This object is eligible for a Certificate of BADA Provenance
A beautiful German secessionist silver basket with glass liner. The original glass liner is very finely detailed and engraved with a design of rose flowers and leaves and has a star cut base. The glass liner is attributed to Moser.
The silver basket is very finely detailed with Glasgow Rose style flowers and stands on 4 shaped feet. The silver is marked with the German silver mark is stamped 800 and numbered 495. The makers mark is rubbed.
Eager to break or ‘secede’ from the conservative institutions that had dictated the direction of Austrian art for decades, the group of Artists who initiated the Vienna Secession in 1897 shared little stylistically, but were united by a desire to reinvigorate the traditions of Austria’s official academies.

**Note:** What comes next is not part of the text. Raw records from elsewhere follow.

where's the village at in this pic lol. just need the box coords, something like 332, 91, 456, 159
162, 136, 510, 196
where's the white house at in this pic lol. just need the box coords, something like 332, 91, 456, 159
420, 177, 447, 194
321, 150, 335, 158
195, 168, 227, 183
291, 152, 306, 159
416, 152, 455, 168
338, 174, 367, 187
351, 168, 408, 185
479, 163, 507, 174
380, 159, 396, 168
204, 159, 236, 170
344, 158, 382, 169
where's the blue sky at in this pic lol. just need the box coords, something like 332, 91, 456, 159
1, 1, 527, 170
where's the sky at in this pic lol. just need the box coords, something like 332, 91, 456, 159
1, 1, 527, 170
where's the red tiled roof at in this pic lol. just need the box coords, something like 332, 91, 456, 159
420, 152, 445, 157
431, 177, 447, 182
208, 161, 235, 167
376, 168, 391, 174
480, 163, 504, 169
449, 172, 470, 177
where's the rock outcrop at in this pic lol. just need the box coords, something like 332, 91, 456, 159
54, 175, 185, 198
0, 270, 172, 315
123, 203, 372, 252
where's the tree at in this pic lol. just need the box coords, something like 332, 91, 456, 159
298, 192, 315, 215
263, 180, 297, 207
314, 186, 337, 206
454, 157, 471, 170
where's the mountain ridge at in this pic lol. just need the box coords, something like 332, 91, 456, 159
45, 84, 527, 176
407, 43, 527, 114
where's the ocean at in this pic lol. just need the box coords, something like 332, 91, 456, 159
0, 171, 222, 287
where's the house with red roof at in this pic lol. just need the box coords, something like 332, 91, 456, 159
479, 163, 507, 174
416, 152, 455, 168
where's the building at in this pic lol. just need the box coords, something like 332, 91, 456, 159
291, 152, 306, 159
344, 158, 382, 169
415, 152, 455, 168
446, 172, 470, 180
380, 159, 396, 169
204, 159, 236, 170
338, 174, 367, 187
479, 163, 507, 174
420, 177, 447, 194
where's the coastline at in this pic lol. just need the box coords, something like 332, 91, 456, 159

To this end, the city’s creative class invited all sorts of new styles of expression to their city, including the Scottish architect, designer and artist Charles Rennie Mackintosh who by 1900 had established his own distinct style, drawing together influences from Japan, the Arts and Crafts Movement, and Glasgow to create a Scottish take on Art Nouveau.
At the eighth Secession exhibition, 3 November – 27 December 1900, Mackintosh was invited to create and display an entire room. The aim was to introduce to Vienna the work of some of the foremost designers in Europe.
The room designed by Mackintosh and his wife, was a great success and influenced other designers. Mackintosh’s work won admiration from the exhibition organisers.
Secessionist artists designers and architects such as Josef Hoffmann and Koloman Moser all went on to acknowledge some debt to the prevailing Glasgow School, created by Mackintosh and co.
In 1902, Hoffmann – creator of Austria’s Sanatorium Purkersdorf and the proto-modernist Kubus chair – travelled to Glasgow specially in order to see Mackintosh.